Hear Robyn Miller sing, and it’s clear she has country in her heart and something wild in her veins. It’s there in the tender folk ballads and the free-spirited rockers on her debut full-length, “Willow Creek,” which she wrote and recorded as Big Eagle. Miller is singing what she knows. The daughter of an artist and a naturalist, she grew up among the towering redwoods of Humboldt County, California. And even though her path took her far afield from her rustic roots, they still bubble up in her songs, along with hints of the many adventures she has had along the way.

The album was the culmination of a nearly decade-long musical odyssey for Miller. Some may remember her as the flamboyant femme fatale who fronted Indie rock darlings The Peels from 2002-2006. Though appreciative of the rock ‘n’ roll circus, it wasn’t until she retired to Los Angeles, and then back to the Humboldt mountains (where the title "Willow Creek" originated), that she really found her voice. Looking within, and back to her musical and personal history for inspiration, she began penning songs just for herself, songs that later became the seeds of her Big Eagle debut.

Miller also put together a band and honed her songs through live shows with acts including Bowerbirds, The Chapin Sisters, Daws, Little Wings and Will Oldham (aka Bonnie Prince Billy). The album’s recording unfolded by circuitous path; every step along the way, and every collaborator gained, added a necessary element to the final sound. Miller recorded at two studios, Tuff Shed in Oakland, where she worked with producer Bart Davenport (Honeycut, Persephone’s Bees) and Lone Palm in the Echo Park neighborhood of Los Angeles, helmed by Dan Horne (Beachwood Sparks, Music Go Music), both of whom also mentored her as she began taking on more production duties. Then, there were the many friends who contributed to the album, including, Aaron Sperske (Beachwood Sparks, Ariel pinks Haunted Graffiti), Richard Gowen (Robert Francis) and Thom Heyman (The Court and Spark).

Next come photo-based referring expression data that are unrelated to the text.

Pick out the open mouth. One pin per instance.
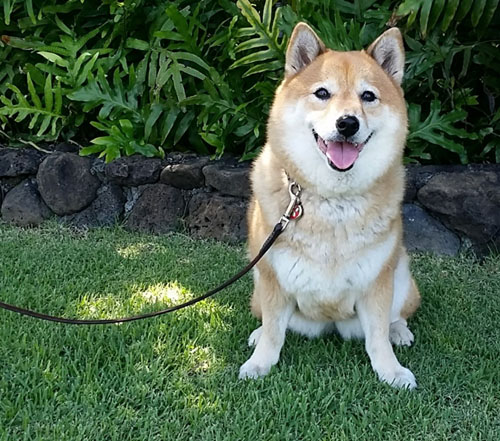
(341, 155)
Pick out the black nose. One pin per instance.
(347, 125)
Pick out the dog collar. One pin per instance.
(294, 210)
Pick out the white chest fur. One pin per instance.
(332, 256)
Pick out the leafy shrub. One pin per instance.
(148, 76)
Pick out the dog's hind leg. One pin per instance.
(374, 312)
(276, 311)
(405, 301)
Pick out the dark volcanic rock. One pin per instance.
(158, 209)
(134, 170)
(218, 217)
(67, 147)
(467, 202)
(104, 211)
(66, 183)
(7, 184)
(23, 205)
(230, 179)
(187, 174)
(19, 162)
(424, 233)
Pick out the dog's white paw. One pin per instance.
(400, 335)
(250, 369)
(255, 337)
(401, 378)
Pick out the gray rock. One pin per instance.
(158, 209)
(134, 170)
(424, 233)
(106, 210)
(19, 162)
(219, 217)
(66, 183)
(186, 175)
(23, 205)
(229, 179)
(467, 202)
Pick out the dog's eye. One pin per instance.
(368, 96)
(322, 94)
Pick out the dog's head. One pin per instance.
(339, 118)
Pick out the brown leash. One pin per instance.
(293, 211)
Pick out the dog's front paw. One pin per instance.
(255, 337)
(250, 369)
(399, 334)
(401, 378)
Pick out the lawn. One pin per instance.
(175, 377)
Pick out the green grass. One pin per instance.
(175, 377)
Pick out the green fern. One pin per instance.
(115, 100)
(267, 45)
(437, 129)
(44, 114)
(443, 13)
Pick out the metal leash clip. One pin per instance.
(294, 209)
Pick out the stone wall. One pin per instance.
(446, 208)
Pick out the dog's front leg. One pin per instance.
(276, 312)
(374, 314)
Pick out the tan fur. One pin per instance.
(366, 220)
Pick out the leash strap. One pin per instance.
(294, 190)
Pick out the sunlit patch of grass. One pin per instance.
(175, 377)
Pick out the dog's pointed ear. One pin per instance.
(388, 51)
(303, 48)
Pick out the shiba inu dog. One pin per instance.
(337, 128)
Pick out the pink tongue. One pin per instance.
(342, 154)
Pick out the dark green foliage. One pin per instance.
(147, 77)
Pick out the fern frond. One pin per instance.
(444, 13)
(43, 114)
(264, 40)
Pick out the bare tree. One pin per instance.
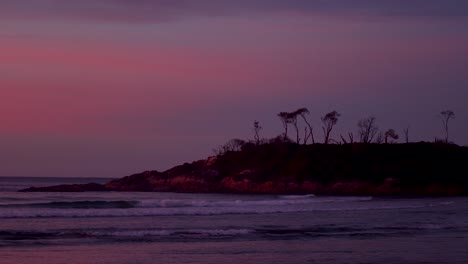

Miller’s many influences can be heard in the songs themselves. The clear descendent of folk music’s kings, Gram Parsons and Bob Dylan, and more obscure performers, like Karen Dalton, with a soulful delivery reminiscent of Bobby Gentry, Miller creates music born of these elements, with a modern edge. But her songs also contain their own organic, knowing gravity, as if they had been inside Miller all along. Delicate but fierce, like a bird on the wing, her vocals run like veins of gold through worn, dusty landscapes where seasons change, lovers leave, and the only constant is the yellow lines on the road ahead. “Mississippi” has the lazy swing of a car trip sing-along; “Anywhere the Wind Blows,” is a soulful kiss off to the temptations of mad, bad love; and “By Satellite” simmers with country noir menace. For Miller, getting here has been quite an odyssey, but the songs are all the sweeter, and stronger, for the journey through which Big Eagle was hatched and took flight.